A report released Wednesday at the United Nations in Geneva has found that 33.3 million people were displaced within their own countries at the end of 2013 - 4.5 million more than in 2012. The report was compiled by the Internal Displacement Monitoring Centre (IDMC), a part of the Norwegian Refugee Council.

"This record number of people forced to flee inside their own countries confirms a disturbing upward trend of internal displacement since IDMC first began monitoring and analyzing displacement back in the late 1990s," said Jan Egeland, the secretary-general of the Norwegian Refugee Council. "The dramatic increase in forced displacement in 2013 and the fact that the average amount of time people worldwide are living in displacement is now a staggering 17 years, all suggest that something is going terribly wrong in how we are responding and dealing with this issue," he added.

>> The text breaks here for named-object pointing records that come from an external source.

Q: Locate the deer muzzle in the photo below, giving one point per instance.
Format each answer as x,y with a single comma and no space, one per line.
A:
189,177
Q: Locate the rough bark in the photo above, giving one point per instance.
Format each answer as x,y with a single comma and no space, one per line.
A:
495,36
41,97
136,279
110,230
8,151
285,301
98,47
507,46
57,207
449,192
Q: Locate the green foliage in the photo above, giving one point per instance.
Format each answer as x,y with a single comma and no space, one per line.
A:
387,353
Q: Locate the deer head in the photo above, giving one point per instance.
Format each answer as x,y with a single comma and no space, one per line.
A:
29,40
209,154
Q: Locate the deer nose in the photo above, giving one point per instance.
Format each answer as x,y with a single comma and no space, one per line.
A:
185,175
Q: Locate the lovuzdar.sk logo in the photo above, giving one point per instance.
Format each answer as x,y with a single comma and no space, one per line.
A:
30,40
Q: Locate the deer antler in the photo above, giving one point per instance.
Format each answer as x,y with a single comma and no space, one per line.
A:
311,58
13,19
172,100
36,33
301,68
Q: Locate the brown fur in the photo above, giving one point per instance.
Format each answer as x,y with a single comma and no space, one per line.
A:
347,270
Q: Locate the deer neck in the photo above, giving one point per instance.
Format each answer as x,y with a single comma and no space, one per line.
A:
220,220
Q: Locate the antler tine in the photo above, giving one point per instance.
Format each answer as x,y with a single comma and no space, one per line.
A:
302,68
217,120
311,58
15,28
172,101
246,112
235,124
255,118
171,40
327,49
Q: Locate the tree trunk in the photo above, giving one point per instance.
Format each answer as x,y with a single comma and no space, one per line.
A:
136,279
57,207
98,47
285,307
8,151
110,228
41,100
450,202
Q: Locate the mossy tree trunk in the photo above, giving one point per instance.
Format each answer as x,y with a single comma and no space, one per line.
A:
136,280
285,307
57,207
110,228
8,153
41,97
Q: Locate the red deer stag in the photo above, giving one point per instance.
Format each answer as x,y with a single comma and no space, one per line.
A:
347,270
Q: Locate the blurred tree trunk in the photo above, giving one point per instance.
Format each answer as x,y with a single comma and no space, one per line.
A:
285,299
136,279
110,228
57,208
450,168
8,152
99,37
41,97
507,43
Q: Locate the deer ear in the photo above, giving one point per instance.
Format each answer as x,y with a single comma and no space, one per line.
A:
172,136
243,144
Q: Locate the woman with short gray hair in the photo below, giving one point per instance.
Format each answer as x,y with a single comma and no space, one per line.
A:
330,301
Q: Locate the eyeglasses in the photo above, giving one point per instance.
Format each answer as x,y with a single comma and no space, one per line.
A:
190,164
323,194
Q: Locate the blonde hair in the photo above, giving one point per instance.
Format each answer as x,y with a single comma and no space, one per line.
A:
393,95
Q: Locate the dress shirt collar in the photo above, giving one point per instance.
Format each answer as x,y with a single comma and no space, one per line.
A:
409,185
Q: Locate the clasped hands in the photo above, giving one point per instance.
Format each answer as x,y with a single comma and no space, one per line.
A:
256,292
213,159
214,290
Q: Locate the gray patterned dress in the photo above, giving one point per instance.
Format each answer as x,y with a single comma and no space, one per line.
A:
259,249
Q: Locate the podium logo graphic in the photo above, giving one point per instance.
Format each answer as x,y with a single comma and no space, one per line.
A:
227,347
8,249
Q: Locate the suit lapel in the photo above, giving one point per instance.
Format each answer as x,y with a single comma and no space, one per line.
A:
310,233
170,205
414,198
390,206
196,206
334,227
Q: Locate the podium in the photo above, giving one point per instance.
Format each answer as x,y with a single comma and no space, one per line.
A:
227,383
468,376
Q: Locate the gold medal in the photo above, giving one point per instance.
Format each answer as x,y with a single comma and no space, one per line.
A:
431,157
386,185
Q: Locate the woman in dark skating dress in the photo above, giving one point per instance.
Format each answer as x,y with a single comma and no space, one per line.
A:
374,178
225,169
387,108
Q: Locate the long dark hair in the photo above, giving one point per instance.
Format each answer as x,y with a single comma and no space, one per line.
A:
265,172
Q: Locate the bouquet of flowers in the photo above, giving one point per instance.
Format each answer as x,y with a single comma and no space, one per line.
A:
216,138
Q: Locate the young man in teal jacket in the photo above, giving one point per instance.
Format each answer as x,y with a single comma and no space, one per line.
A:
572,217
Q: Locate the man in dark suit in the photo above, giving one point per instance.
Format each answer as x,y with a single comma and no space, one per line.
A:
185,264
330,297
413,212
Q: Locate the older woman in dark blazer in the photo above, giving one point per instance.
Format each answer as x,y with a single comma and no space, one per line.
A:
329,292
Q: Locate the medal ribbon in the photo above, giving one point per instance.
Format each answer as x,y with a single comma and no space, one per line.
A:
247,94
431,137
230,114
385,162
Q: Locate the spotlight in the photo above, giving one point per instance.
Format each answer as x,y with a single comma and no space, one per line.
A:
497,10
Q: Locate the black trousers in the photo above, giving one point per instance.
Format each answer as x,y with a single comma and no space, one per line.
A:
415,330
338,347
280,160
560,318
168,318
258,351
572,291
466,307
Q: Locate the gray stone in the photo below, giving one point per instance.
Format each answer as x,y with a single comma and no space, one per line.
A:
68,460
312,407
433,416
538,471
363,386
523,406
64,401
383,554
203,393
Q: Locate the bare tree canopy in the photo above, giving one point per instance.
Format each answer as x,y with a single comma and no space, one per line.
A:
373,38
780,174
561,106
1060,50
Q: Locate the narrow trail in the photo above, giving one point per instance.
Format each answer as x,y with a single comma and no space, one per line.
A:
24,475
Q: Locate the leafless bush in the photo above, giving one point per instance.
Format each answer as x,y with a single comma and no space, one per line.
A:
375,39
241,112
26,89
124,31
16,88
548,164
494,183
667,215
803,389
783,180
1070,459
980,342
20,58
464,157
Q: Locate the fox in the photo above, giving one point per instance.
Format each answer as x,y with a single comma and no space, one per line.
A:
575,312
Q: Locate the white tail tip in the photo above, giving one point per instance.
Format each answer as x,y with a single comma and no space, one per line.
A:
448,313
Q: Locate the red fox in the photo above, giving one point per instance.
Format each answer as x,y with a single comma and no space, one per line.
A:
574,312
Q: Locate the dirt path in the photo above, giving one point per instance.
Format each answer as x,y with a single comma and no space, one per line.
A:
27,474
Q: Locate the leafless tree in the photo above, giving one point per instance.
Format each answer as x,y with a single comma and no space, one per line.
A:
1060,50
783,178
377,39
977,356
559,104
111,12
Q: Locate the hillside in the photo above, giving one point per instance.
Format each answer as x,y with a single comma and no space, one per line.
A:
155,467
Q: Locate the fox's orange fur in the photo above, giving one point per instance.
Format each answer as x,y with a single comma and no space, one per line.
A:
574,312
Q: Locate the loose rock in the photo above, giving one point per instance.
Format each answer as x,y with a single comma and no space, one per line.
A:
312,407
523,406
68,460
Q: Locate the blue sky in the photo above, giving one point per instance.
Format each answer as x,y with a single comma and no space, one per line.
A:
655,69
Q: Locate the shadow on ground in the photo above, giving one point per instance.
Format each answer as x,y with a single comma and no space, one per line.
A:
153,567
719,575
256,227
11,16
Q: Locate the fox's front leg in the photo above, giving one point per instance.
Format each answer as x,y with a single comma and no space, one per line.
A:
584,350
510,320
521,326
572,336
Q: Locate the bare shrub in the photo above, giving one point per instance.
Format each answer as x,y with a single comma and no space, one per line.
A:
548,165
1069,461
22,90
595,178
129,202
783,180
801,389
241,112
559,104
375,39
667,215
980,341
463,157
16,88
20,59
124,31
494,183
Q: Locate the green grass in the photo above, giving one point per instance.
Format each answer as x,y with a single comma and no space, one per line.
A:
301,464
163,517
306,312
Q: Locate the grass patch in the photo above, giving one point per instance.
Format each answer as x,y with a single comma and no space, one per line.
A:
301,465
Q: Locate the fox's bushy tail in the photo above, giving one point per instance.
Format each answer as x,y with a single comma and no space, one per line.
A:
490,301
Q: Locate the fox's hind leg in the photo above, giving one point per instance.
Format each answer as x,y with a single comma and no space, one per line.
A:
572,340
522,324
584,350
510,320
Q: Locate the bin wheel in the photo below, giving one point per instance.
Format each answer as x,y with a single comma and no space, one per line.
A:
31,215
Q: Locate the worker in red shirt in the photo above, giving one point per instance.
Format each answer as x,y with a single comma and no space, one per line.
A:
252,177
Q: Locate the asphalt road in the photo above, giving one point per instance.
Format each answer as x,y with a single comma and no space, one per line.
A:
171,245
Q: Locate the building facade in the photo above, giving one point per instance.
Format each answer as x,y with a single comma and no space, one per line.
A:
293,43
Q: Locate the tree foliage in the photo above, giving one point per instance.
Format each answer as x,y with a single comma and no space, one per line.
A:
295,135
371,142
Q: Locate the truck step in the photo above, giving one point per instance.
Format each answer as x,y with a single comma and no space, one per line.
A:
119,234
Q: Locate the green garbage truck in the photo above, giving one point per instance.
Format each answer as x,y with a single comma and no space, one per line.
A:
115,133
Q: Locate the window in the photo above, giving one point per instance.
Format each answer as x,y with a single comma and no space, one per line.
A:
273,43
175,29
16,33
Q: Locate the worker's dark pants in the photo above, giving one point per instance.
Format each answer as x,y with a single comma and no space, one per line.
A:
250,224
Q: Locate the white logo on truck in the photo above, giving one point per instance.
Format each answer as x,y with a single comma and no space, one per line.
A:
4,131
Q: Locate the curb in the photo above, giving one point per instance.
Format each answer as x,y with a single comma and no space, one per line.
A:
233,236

Internal displacement 2013

In cooperation with the UNHCR refugee agency, the IDMC also reported Wednesday that 8.2 million people had fled their homes in 2013, including about 3.5 million in Syria alone, to bring the total of internally displaced people there to 6.5 million. The other two-thirds of the cumulative 33.3 million displaced by war worldwide had fled in previous years and have not yet been able to return to their homes.

The figures show that 63 percent of those internally displaced worldwide find themselves torn from their homes in just five countries: Syria, Colombia, Nigeria, Congo and Sudan. Displacement in the Central African Republic is also on the rise.